During this holy Sabbath, he refreshed the faithful women who had followed him (Luke 23:55–56). They had kept vigil with him during the dark, tortuous hours of Calvary and had been the only ones brave enough to accompany Joseph and Nicodemus to the tomb (Matthew 27:61). They were planning to return at first light Sunday. They had borne profound grief. They would be the first to know Easter joy.
He also provided Sabbath convalescence for his sad, beleaguered disciples, locked away in fear and confusion (John 20:19). Back in the garden, Jesus had told them, “Sleep and take your rest later on” (Matthew 26:45). And now Jesus graciously gave them a “later on” day to rest before once again throttling them with the shock of resuscitated hope and joy and launching them into a life’s work that would forever change the world.
Ironically, but not surprisingly, this high and holy Sabbath did not find the chief priests and Pharisees resting. After determining that the Sabbath-healing Son of God must be killed (John 5:18), and having achieved their goal, these leaders were gathered at Pilate’s headquarters busily working on this Sabbath to secure a military guard at Jesus’s tomb (Matthew 27:62–66). The work of healing on the Sabbath was anathema, but apparently not the work of collaborating with pagans to keep the Lord of the Sabbath in his grave.

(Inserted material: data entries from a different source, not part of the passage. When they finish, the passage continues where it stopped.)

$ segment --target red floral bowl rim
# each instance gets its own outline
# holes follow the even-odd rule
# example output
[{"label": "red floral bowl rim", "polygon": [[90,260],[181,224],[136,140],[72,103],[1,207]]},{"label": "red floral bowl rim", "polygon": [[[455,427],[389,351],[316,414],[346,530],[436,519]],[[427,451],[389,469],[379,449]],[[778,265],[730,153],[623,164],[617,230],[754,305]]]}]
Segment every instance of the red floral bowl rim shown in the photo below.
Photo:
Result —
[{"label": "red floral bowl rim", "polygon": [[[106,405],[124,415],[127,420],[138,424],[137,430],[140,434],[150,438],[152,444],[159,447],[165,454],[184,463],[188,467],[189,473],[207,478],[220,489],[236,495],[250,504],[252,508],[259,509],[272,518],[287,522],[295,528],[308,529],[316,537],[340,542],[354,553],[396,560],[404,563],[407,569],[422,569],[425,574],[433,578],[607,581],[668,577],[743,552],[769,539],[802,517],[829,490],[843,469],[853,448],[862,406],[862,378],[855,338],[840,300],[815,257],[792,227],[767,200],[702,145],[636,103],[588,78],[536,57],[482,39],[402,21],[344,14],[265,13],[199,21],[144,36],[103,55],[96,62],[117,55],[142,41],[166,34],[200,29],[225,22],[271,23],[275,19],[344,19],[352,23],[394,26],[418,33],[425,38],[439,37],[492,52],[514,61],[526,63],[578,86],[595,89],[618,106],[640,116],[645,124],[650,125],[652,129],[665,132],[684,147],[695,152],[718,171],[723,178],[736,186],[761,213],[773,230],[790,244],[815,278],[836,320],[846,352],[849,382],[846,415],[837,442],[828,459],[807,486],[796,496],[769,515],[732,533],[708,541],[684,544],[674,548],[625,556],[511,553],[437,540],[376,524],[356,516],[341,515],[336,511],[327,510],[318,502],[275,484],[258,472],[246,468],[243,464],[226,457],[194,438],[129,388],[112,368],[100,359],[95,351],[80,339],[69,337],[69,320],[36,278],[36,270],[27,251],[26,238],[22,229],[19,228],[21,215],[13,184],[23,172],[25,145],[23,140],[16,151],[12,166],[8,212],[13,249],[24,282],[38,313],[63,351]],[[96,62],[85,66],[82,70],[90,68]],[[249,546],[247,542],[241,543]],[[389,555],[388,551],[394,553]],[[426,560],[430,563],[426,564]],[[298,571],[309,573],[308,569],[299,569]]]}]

Would their homicidal anger only rage higher at Jesus if they knew that, even as he rested beneath the Roman seal they secured, he was working the greatest healing ever conceived? How despondent did they become when they discovered the next day that all their Sabbath work had not prolonged his death-rest?
For as this holy Sabbath ended, and the soldiers stood guard, and disciples sat in anxious uncertainty, and the women lovingly readied their spices for the dawn, the body of the slain Lamb stirred. The Lord of the Sabbath was about to be revealed as the Resurrection and the Life (John 11:25). And not all the Roman legions in the world could have kept that tomb sealed.